The prospect has now decided on the solution to their problem and the methodology to the approach. All that is left now is to determine which vendor will meet their needs with the least amount of risk. This is when the prospect is willing to engage in a sales process with a shortlist of vendors they feel most confident in.
Why do most lead nurture programs fail?
Too eager to close
Has this ever happened to you? Worse yet, have you ever seen one of your salespeople doing this?
[You]: “This whitepaper I downloaded is pretty good. It makes me realize there is a lot more to this issue than I had thought. It’s given me a lot to think about.”

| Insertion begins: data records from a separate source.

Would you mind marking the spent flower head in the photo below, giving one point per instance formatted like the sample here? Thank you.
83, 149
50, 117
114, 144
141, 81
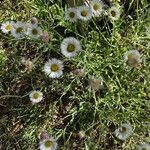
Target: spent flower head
48, 144
36, 96
18, 30
144, 146
70, 47
34, 31
7, 26
132, 58
45, 37
71, 14
97, 7
84, 13
34, 21
54, 68
95, 83
114, 13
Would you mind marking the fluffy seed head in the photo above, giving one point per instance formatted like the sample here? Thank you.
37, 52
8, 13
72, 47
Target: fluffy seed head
53, 68
97, 7
71, 14
114, 13
144, 146
132, 58
48, 144
36, 96
70, 47
123, 132
84, 13
7, 26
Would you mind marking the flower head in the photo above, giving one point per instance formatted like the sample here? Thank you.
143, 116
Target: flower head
7, 26
123, 132
44, 37
70, 46
84, 13
145, 146
132, 58
34, 31
54, 68
18, 30
71, 14
34, 21
114, 13
97, 7
36, 96
94, 83
48, 144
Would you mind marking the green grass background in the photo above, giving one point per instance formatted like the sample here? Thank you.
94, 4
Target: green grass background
69, 110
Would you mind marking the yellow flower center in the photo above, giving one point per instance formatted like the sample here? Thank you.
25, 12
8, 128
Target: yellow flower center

[5 minutes later][Salesperson]: “I noticed you downloaded our whitepaper when would be a good time for us to connect so I can tell you more about our company and put together some pricing for you?”
While that little example was exaggerated to make a point, it’s not far off, and it was at that point you lost the prospect, and now you have an uphill battle to win them back. So, what went wrong? To be frank, quite a bit. The salesperson and your marketing message were nowhere near being in sync with each other. The prospect downloaded a piece of premium content which was targeted at people in the first stage of the Buyer’s Journey (awareness). It positioned your company as a thought-leader and helped lead point them in the direction of your solutions when they enter the consideration phase. However, the salesperson jumped on the lead like they were ready to decide. They tried to skip steps in the journey and offered no value to the interaction. You instantly went from thought leader to a typical vendor.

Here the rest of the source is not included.